Options for Structured Data in Emacs Lisp

February 14, 2018

nullprogram.com/blog/2018/02/14/

So your Emacs package has grown beyond a dozen or so lines of code, and the data it manages is now structured and heterogeneous. Informal plain old lists, the bread and butter of any lisp, are not longer cutting it. You really need to cleanly abstract this structure, both for your own organizational sake any for anyone reading your code.

With informal lists as structures, you might regularly ask questions like, “Was the ‘name’ slot stored in the third list element, or was it the fourth element?” A plist or alist helps with this problem, but those are better suited for informal, externally-supplied data, not for internal structures with fixed slots.
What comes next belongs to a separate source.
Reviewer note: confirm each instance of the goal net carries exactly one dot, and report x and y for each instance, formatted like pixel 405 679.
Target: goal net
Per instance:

Occasionally someone suggests using hash tables as structures, but Emacs Lisp’s hash tables are much too heavy for this. Hash tables are more appropriate when keys themselves are data.

Defining a data structure from scratch

Imagine a refrigerator package that manages a collection of food in a refrigerator. A food item could be structured as a plain old list, with slots at specific positions.

(defun fridge-item-create (name expiry weight)
  (list name expiry weight))

A function that computes the mean weight of a list of food items might look like this:

(defun fridge-mean-weight (items)
  (if (null items)
      0.0
    (let ((sum 0.0)
          (count 0))
      (dolist (item items (/ sum count))
        (setf count (1+ count)
              sum (+ sum (nth 2 item)))))))

Note the use of (nth 2 item) at the end, used to get the item’s weight. That magic number 2 is easy to mess up. Even worse, if lots of code accesses “weight” this way, then future extensions will be inhibited. Defining some accessor functions solves this problem.

(defsubst fridge-item-name (item)
  (nth 0 item))

(defsubst fridge-item-expiry (item)
  (nth 1 item))

(defsubst fridge-item-weight (item)
  (nth 2 item))

The defsubst defines an inline function, so there’s effectively no additional run-time costs for these accessors compared to a bare nth. Since these only cover getting slots, we should also define some setters using the built-in gv (generalized variable) package.

(require 'gv)

(gv-define-setter fridge-item-name (value item)
  `(setf (nth 0 ,item) ,value))

(gv-define-setter fridge-item-expiry (value item)
  `(setf (nth 1 ,item) ,value))

(gv-define-setter fridge-item-weight (value item)
  `(setf (nth 2 ,item) ,value))

This makes each slot setf-able. Generalized variables are great for simplifying APIs, since otherwise there would need to be an equal number of setter functions (fridge-item-set-name, etc.). With generalized variables, both are at the same entrypoint:

(setf (fridge-item-name item) "Eggs")

There are still two more significant improvements.

As far as Emacs Lisp is concerned, this isn’t a real type. The type-ness of it is just a fiction created by the conventions of the package. It would be easy to make the mistake of passing an arbitrary list to these fridge-item functions, and the mistake wouldn’t be caught so long as that list has at least three items. An common solution is to add a type tag: a symbol at the beginning of the structure that identifies it.
It’s still a linked list, and nth has to walk the list (i.e. O(n)) to retrieve items. It would be much more efficient to use a vector, turning this into an efficient O(1) operation.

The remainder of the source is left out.